Pire, les inquiétudes face à l’avenir des technologies peuvent parfois être l’arbre qui cache la forêt, car les dangers liés au traitement automatisé de données et à l’Intelligence artificielle existent bel et bien ici et maintenant.

L’UAV — ce que l’on nome « drone » en France — MQ-9 Reaper, survolant l’Afghanistan. Ce modèle créé il y a vingt ans sait décoller et atterrir tout seul, mais ne décide pas encore de lui-même sur qui envoyer ses missiles et quelles vies « moissonner » — puisque telle est la signification de son nom.
(Photo US Air Force / Commons)

Lorsque le mot a été inventé3, l’objet de l’Intelligence Artificielle était à la fois ambitieux et modeste : il s’agissait de résoudre de manière artificielle des problèmes que nous sommes habitués à solutionner de manière naturelle par ce que nous nommons l’intelligence, à savoir le raisonnement la perception et la mémoire, autant de facultés dont, soit dit en passant, nous sommes loin de tout savoir. Un exemple familier est celui de la vision : notre cerveau parvient, au prix d’une dépense énergétique minime, sans grand effort apparent, presque instantanément et avec une grande fiabilité, à identifier de nombreuses classes d’objets dans d’innombrables conditions (position, orientation, distance, lumière, occultation partielle, altérations diverses). Nous reconnaissons une banane, un visage, une automobile, un arbre. Nous sommes capables d’identifier des catégories d’objet sans nous les être fait expliquer, sans avoir assimilé consciemment un dictionnaire visuel : si l’on amène devant vous un fruit, une fleur, un insecte, un oiseau, un véhicule, un outil, vous saurez sans doute dire à quelle classe d’objet il appartient même si vous ne l’avez jamais croisé, et cela restera vrai jusqu’à un certain point même s’il a des caractères morphologiques inhabituels ou ambigus4.

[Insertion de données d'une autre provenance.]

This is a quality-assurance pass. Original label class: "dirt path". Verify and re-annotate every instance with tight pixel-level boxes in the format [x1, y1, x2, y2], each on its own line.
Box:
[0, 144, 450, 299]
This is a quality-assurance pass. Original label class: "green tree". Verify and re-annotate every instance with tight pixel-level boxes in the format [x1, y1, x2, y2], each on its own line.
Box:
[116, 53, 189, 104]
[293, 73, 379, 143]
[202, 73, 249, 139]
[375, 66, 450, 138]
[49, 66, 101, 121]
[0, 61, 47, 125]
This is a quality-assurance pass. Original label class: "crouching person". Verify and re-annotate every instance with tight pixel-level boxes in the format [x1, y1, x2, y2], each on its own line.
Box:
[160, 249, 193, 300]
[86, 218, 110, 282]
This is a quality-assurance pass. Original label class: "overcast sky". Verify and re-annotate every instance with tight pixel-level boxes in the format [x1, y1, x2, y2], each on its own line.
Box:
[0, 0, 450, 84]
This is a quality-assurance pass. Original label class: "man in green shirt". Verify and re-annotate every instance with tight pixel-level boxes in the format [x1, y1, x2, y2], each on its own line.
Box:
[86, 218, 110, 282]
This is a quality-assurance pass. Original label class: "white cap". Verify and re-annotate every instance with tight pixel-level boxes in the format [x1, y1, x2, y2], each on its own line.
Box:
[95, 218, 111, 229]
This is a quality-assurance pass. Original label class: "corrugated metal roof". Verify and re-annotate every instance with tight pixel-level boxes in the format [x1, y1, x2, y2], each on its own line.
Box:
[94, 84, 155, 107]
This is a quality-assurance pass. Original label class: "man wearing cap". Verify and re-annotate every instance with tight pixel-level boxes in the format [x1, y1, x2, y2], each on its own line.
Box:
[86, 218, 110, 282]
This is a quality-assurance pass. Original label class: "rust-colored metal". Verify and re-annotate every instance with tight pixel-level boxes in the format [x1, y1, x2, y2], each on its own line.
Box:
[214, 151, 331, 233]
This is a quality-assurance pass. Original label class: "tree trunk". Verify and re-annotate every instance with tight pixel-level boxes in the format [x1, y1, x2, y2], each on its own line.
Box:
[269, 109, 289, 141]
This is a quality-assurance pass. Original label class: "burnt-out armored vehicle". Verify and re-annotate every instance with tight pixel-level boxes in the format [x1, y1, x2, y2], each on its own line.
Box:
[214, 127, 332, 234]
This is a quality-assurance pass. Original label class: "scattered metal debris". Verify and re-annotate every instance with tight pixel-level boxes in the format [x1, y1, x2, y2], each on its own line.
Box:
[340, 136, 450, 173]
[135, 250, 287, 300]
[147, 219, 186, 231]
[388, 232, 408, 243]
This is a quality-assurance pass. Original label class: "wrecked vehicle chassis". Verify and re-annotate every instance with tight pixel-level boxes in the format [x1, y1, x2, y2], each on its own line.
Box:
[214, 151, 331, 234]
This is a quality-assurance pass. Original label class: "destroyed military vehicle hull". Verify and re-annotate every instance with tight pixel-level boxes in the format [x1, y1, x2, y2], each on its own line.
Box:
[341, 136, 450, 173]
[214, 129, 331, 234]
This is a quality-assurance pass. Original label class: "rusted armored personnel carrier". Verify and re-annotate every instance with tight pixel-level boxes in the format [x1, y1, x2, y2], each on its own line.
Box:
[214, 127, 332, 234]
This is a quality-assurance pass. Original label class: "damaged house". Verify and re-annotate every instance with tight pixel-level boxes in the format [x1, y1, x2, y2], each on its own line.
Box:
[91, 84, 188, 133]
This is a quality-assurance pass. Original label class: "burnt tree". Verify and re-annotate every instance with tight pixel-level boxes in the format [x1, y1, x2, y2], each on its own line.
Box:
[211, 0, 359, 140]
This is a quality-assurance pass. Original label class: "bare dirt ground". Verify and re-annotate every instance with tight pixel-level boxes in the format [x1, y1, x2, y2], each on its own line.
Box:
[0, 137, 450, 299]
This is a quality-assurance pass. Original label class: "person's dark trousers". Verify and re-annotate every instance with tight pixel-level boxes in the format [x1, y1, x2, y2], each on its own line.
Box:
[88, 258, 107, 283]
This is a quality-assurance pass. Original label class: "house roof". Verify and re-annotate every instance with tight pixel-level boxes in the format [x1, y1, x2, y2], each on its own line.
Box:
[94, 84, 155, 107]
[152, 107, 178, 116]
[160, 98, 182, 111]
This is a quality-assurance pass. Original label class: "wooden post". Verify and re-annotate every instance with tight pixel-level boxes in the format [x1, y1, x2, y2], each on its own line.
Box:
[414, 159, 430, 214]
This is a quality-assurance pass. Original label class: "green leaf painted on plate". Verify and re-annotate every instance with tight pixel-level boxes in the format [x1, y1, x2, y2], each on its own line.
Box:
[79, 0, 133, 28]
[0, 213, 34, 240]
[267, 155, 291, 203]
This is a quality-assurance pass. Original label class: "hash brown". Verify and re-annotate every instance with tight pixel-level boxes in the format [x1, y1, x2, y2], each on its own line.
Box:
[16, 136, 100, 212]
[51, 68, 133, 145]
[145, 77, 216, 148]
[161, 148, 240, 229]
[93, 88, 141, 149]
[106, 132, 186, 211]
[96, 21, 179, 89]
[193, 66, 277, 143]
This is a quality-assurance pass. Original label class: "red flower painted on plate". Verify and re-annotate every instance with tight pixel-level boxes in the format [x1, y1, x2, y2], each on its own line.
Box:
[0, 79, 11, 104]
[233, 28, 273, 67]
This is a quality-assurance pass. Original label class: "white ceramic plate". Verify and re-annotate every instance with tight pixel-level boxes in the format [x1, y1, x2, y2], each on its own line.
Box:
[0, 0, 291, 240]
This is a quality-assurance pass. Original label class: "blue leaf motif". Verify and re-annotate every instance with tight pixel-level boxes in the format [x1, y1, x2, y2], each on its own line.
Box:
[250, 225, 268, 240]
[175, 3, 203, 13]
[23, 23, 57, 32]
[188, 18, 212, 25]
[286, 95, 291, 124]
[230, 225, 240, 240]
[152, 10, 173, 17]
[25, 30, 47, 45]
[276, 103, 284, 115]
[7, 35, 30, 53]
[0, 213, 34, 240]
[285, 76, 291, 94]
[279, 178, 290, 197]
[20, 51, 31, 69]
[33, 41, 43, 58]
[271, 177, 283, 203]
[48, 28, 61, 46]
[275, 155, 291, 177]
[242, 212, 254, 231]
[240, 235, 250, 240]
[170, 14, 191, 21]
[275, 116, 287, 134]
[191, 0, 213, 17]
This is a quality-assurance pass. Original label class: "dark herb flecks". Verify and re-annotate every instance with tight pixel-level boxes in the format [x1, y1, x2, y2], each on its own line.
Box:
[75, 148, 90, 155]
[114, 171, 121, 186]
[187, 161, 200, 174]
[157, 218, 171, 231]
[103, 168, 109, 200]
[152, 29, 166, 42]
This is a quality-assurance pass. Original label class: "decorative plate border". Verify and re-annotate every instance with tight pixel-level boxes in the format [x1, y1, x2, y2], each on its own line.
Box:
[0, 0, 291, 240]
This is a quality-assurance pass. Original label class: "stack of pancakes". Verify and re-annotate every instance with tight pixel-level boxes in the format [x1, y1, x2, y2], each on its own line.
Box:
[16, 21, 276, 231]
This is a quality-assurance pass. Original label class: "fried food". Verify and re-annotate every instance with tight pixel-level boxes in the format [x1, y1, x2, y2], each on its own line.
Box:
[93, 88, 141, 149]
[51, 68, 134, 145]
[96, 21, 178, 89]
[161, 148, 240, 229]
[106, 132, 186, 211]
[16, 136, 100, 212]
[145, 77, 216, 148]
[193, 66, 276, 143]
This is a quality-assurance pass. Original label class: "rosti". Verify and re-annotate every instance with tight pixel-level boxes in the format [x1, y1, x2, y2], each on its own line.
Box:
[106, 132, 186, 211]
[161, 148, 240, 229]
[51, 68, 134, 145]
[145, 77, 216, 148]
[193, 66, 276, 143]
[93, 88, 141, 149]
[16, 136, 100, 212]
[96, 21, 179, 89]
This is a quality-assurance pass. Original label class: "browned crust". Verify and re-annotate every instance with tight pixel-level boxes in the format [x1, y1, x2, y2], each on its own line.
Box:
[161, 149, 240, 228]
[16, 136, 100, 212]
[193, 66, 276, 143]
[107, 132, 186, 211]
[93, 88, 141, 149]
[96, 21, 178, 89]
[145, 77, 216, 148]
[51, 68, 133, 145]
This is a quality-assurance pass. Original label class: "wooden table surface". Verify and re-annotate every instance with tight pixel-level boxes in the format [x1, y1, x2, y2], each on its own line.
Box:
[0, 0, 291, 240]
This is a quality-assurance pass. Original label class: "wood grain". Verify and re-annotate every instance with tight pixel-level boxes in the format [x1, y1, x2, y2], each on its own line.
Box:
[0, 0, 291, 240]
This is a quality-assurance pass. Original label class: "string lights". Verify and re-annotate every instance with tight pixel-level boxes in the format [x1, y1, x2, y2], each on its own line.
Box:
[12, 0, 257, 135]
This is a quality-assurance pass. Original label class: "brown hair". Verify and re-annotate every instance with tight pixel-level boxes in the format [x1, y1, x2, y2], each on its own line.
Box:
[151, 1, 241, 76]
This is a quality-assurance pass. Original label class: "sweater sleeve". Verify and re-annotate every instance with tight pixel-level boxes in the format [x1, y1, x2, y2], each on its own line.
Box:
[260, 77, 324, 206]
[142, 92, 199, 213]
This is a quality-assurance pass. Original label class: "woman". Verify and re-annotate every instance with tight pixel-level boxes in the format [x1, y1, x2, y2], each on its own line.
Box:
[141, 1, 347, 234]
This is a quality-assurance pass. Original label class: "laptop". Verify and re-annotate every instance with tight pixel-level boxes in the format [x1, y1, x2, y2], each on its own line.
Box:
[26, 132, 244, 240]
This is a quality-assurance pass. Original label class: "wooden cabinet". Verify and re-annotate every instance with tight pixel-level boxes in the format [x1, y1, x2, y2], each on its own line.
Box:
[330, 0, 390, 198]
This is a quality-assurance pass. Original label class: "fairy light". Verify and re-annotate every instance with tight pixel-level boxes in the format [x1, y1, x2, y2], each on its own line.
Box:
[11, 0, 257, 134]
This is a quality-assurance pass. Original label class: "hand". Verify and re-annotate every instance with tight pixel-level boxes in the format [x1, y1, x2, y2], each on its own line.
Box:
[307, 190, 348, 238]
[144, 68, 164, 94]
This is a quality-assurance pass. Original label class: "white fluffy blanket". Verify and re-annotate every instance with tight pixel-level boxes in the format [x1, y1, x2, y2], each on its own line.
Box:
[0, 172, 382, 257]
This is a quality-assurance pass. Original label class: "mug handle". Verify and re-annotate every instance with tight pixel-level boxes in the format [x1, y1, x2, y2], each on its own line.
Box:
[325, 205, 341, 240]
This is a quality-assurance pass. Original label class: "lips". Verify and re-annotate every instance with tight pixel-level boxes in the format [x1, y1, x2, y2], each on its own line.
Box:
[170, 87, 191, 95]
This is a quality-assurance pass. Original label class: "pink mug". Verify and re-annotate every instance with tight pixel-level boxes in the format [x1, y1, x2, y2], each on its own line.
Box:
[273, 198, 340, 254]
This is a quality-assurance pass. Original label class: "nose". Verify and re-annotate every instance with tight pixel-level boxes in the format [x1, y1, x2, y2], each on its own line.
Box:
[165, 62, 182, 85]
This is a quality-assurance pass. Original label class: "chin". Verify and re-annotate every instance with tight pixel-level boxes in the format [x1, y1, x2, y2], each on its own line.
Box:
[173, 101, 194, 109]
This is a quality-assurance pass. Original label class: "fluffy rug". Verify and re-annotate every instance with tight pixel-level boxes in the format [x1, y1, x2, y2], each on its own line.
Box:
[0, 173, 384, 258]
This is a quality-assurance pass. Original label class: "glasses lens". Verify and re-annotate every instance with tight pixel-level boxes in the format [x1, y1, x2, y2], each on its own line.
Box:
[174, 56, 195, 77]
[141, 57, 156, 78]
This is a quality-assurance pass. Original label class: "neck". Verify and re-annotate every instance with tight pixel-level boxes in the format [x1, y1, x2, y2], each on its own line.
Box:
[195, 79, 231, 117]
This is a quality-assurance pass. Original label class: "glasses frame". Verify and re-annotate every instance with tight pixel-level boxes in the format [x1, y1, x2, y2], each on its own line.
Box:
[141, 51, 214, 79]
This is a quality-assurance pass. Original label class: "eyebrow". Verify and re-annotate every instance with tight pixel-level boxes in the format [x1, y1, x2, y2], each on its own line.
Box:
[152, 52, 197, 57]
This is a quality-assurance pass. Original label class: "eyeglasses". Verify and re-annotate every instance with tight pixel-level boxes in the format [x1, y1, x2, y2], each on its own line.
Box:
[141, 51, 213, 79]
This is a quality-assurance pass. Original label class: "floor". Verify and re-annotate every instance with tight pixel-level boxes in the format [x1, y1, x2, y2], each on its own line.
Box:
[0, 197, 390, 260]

Distrayant et fascinant (quoique un peu répétitif) : le logiciel DeepDream, par Google, recherche dans les images qu’on lui soumet des motifs qu’il a été entraîné à reconnaître, puis les applique de manière forcée. Le résultat est une forme hallucinée de paréidolie numérique (cliquer pour agrandir).

Obtenir artificiellement une si efficace capacité à identifier les formes et les choses n’a rien d’évident et fait l’objet de recherches depuis plus de cinquante ans. Il est plutôt difficile d’expliquer comment notre propre perception fonctionne5. Les chercheurs en Intelligence artificielle ne se contentent pas d’imiter notre entendement ou d’y suppléer, ils ne cessent de faire progresser, par la théorie comme par l’expérimentation pratique, la connaissance que nous avons de nos propres fonctions cognitives. Ils peuvent aussi tirer parti des capacités propres aux ordinateurs : ainsi, la manière dont un ordinateur effectue une multiplication n’est pas la manière dont vous ou moi effectuons un calcul mental similaire.
De façon très littérale, j’aime bien dire que l’écriture ou les mathématiques, qui permettent de porter vers un support artificiel des outils de notre intelligence — la mémoire, le calcul — relèvent de l’intelligence artificielle. Inversement, nous pouvons rappeler que bien des techniques habituellement nommées « Intelligence artificielle » ne sont jamais que des outils logiciels sophistiqués conçus pour conférer à des systèmes informatiques une forme, très limitée, d’autonomie. Le mot est à la mode, et beaucoup de start-ups dont les outils relèvent de l’informatique la plus classique affirment « faire de l’IA », comme s’il s’agissait d’un art mystérieux, une forme de magie noire dont on saupoudre plus ou moins généreusement les projets informatiques.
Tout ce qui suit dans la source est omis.